42. The method according to any one of the preceding claims, wherein the subject is preconditioned with a lymphodepleting agent or a chemotherapeutic agent prior to administration of the cells.

43. The method according to claim 42, wherein the lymphodepleting agent or a chemotherapeutic agent is selected from the group consisting of cyclophosphamide, cyclosporine, fludarabine, bendamustine, lenalidomide, pomalidomide, gemcitabine, BTK inhibitors such as ibrutinib, oncolytic adenovirus or combinations thereof.

44. The method of any one of the preceding claims, wherein the subject is administered an additional therapeutic agent or therapy.

45. The method of claim 44, wherein the additional therapeutic agent is selected from the group consisting of asparaginase, busulfan, carboplatin, cisplatin, daunorubicin, doxorubicin, fluorouracil, gemcitabine, hydroxyurea, methotrexate, paclitaxel, rituximab, vinblastine, vincristine, oncolytic viruses such as oncolytic adenovirus, anti-estrogens such as tamoxifen, N-methyl-endoxifen, nor-endoxifen, endoxifen, raloxifen, fulvestrant and/or aromatase inhibitors such as anastrozole, letrozole, and exemestane.

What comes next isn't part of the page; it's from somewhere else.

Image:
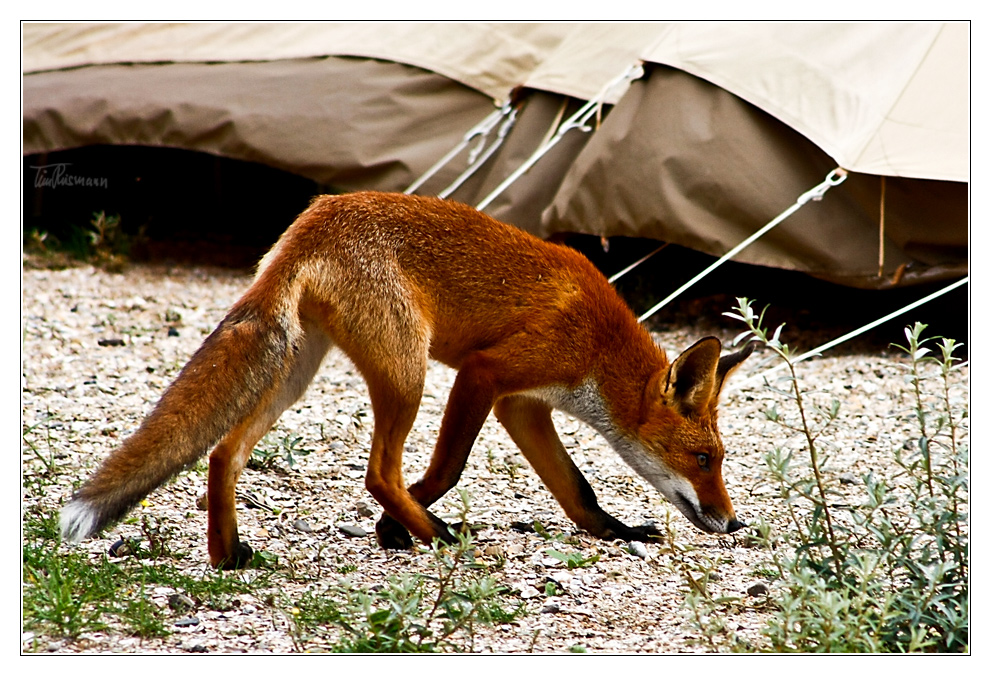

46. A transpapillary method of adoptive cell therapy for treatment of a subject having or at risk of having a breast disorder comprising administering modified cells expressing a HER2-CAR, a FAP-CAR, or a FR-α into a breast duct of the subject.

47. The method of claim 46, wherein the HER2-CAR has at least 80%, at least 81%, at least 82%, at least 83%, at least 84%, at least 85%, at least 86%, at least 87%, at least 88%, at least 89%, at least 90%, at least 91%, at least 92%, at least 93%, at least 93%, at least 94%, at least 95%, at least 96%, at least 97%, at least 98%, at least 99%, and 100% homology to SEQ ID NO:1 disclosed in FIG. 2 or a variant or functional portion thereof.

48. The method of claim 46, wherein the FAP-CAR has at least 80%, at least 81%, at least 82%, at least 83%, at least 84%, at least 85%, at least 86%, at least 87%, at least 88%, at least 89%, at least 90%, at least 91%, at least 92%, at least 93%, at least 93%, at least 94%, at least 95%, at least 96%, at least 97%, at least 98%, at least 99%, and 100% homology to SEQ ID NO:2 disclosed in FIG. 2 or a variant or functional portion thereof.

49. An article of manufacture, comprising one or more containers, packaging material, a label or package insert, and, optionally, a device.

50. The article of manufacture of claim 49, wherein the device is a needle and syringe, a cannula, a catheter, a microcatheter, an osmotic pump, or an encapsulation device.